Niobium’s critical mineral status is useful, but it is not the reason we own WA1. Government recognition can help with attention, financing pathways, strategic engagement and customer interest. It may also matter in a world where governments are increasingly focused on secure supply chains for advanced manufacturing, defence, energy and infrastructure. 

But critical-mineral status does not make a mine economically viable. It does not solve metallurgy. It does not build roads, generate power, find water, qualify customers or fund capex. The case for WA1 is more grounded: niobium has real uses, supply is narrow, customers may value diversification, and Luni may be good enough to become a credible Australian source. 

The most likely successful pathway for WA1 may not be acting alone forever. Niobium is a relationship-driven market, and Luni is a large remote development project. Both factors point toward partnerships. 

Those partners could be customers seeking long-term supply security. They could be trading houses or industrial groups that understand product qualification and distribution. They could be larger mining companies with infrastructure and project delivery capabilities. They could even be strategic investors that want exposure to a non-Brazilian niobium supply chain. 

In a market like the niobium market, the right partner may increase the value of the project. We see natural partnerships being required in developing the niobium oxide production facilities, which are unlikely to be built in Australia. Partnerships could dramatically reduce financing risk, accelerate customer qualification and make the development pathway more credible. 

WHAT WE NEED TO SEE NEXT 
Resource conversion, repeated metallurgy, product strategy, infrastructure pathway, customer qualification, funding discipline and evidence that strategic customers value diversified non-Brazilian supply.  
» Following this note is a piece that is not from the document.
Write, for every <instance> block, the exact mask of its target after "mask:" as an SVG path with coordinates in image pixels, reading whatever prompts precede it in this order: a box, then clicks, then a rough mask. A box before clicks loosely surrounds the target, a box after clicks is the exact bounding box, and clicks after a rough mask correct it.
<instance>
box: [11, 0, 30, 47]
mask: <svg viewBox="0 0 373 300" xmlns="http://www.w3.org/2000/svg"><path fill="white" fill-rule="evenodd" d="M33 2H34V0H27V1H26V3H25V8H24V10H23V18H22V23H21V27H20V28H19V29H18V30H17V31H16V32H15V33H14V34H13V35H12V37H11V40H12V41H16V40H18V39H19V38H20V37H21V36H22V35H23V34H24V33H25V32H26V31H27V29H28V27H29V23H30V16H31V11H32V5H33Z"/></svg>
Why is the position small, and why do we own it 

We see significant upside to the current WA1 share price if Luni becomes a recognised strategic niobium asset. The market is concentrated, the metal is useful, future applications look broader than we first appreciated, and customers may increasingly value an Australian source of supply. 

But the position should remain small because the project is not yet a mine. The medium-term risks are about getting it built, metallurgy, infrastructure, approvals, capex, funding and customer qualification. The longer-term risk is how the market responds to new supply, including the roles of CBMM and the existing producers. 

That is the balance. WA1 deserves a place in the portfolio because the asset is unusual and the upside could be significant. It deserves to be a small place because development risk is real, and the path to value will take time. Our conclusion is reserved but constructive. WA1 is a small position in a potentially strategic Australian asset. 


The information in this article is of a general nature and does not take into consideration your personal objectives, financial situation or needs. Before acting on any of this information, you should consider whether it is appropriate for your personal circumstances and seek personal financial advice.